Still, like many people at the border crossing that day, it wasn't immediately clear which direction was best. With the blockage at Horgos, some smugglers had started to reroute migrants through Croatia instead, and from there onto Slovenia and Austria. Osman had heard of it, but he wasn't sure if it was the right thing to do. "I say, maybe yes, maybe no. We don't know anything yet."

Meanwhile, many still remained, their tents and makeshift lean-tos lining the sidewalks and orchards on the Serbian side of the remote border crossing. Periodically, crowds would migrate toward the metal gates that demarcate Hungarian territory — newly reinforced with rounds of barbed wire, and guarded by riot police, army units, and helicopters that periodically swooped low over the gathering, in a manner that reminded more than a few of the Syrian air force's bombing runs. "If the Free Syrian Army was here, they'd shoot that helicopter down," one young refugee said.

As the afternoon wore on, many started to consider their options; soon, anyone with a working cell phone, or the appearance of authority, or even simply already in a conversation — perhaps they were giving advice — was subject to a barrage of questions on the subject. "What should we do?" a man from Damascus asked, unbidden. "Do you have any news from Croatia?"

Others seemed intent to bed down for the long haul. "I will not go back the other way," said Issa Issa, a Syrian Kurd from Hakkaseh, an isolated region in the country's northeast, who sat on a blue yoga mat in front of the border crossing's defunct duty free shop. "Why will I not go back? Because Europe is closing its borders — Hungary is doing it, Germany is doing it, France is doing it. And if it won't open here, it won't open anywhere. The only choice is to stay here, and to force them to open this door."

Issa, who is 24, with a closely shaved head and the build of a football player, had spent much of his time during the war living in Lebanon, where he was initially a student. Then, Lebanese restrictions on refugees caught up with him — "No work, no studies, nothing" — and he knew he had to leave. Still, he said, the future was oblique.

"Everything I had is finished," he said. "I'm young, so I should have a future, but what is my future? My future is this gate — let it open."

As he was speaking, a crowd of people who an hour earlier had surged toward the gate, spurred on by a rumor that it was opening, charged back in the other direction.

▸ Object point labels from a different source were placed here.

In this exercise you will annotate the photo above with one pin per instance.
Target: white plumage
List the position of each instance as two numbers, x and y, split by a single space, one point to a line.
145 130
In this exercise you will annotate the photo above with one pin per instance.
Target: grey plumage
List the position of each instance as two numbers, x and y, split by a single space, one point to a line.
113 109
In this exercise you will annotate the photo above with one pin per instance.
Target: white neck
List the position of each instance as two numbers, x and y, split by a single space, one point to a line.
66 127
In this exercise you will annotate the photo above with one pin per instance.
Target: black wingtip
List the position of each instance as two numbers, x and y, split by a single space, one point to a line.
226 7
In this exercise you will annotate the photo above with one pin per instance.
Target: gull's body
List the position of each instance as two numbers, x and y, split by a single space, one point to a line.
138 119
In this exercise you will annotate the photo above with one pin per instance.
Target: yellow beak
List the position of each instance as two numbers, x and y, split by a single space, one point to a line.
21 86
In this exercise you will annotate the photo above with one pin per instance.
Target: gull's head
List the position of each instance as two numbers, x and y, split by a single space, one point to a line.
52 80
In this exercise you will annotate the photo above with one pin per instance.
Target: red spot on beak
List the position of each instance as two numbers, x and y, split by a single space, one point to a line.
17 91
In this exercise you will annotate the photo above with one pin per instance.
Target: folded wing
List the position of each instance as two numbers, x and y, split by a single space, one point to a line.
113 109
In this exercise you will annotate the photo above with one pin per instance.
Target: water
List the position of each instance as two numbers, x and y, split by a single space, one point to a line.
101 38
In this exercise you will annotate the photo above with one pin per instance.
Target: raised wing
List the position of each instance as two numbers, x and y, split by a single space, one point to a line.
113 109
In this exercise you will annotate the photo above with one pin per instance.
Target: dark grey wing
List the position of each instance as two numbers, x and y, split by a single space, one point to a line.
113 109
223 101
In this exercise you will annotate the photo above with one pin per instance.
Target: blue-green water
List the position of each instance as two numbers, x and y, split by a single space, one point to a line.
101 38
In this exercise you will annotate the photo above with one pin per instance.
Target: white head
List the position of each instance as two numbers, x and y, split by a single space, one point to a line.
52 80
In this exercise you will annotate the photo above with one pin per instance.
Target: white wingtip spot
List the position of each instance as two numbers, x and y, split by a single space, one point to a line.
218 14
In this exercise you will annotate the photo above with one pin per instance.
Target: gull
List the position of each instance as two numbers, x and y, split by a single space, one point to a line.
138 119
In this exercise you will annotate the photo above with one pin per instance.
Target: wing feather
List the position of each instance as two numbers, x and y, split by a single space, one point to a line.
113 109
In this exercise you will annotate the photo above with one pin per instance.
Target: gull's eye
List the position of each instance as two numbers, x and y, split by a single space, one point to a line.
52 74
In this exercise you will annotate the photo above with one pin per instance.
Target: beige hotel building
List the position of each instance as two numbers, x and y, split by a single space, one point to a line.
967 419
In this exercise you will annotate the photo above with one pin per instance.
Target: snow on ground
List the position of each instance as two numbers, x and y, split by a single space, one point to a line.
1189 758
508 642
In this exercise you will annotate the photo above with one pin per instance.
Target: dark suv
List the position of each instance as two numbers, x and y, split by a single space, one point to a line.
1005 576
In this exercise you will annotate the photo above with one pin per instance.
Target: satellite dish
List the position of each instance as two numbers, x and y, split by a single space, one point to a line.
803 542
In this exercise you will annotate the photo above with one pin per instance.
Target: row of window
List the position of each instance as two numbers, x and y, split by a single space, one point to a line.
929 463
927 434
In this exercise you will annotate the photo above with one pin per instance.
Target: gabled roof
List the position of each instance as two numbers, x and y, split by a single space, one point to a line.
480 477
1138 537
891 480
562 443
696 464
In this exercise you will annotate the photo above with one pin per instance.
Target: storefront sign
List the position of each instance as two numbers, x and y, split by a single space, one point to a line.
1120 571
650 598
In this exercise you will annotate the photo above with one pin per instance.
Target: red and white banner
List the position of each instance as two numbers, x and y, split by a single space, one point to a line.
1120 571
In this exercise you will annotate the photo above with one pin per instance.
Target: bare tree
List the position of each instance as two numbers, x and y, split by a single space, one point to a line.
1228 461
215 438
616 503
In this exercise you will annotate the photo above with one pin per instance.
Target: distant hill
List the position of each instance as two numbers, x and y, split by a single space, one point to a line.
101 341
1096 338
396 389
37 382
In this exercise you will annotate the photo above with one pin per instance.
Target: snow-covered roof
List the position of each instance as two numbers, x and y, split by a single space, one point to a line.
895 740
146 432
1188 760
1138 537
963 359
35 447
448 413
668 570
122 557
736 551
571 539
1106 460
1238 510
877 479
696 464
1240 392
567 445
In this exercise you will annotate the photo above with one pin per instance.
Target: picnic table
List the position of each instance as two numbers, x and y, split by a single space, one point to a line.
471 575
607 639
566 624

At the front, families had mixed in with young, agitated travelers, who jeered at the Hungarian police and chanted, "Open, open, open!" The Hungarian authorities, who would later claim to have been "under a brutal attack," responded by firing tear gas into the pressing crowd, followed by blasts from a water cannon.

Mohammed Osman had been up there, too, and soon he raced past, carrying his infant daughter in his arms. "What are they doing?" he screamed, not slowing down. "There are families up there, children!"

A few minutes later, Osman was sitting under a tent a few dozen feet back. Earlier in the afternoon, as he spoke about his family in Aleppo, Osman had buried his face in his nephew's shoulder, and wept.

"I'm sorry," he said, as he caught his breath. "I am remembering my father." Now, his eyes were once again bleary and red, and he cradled his daughter gently in his lap. What will you do now, he was asked. "I don't know," he said quietly. "I really don't know."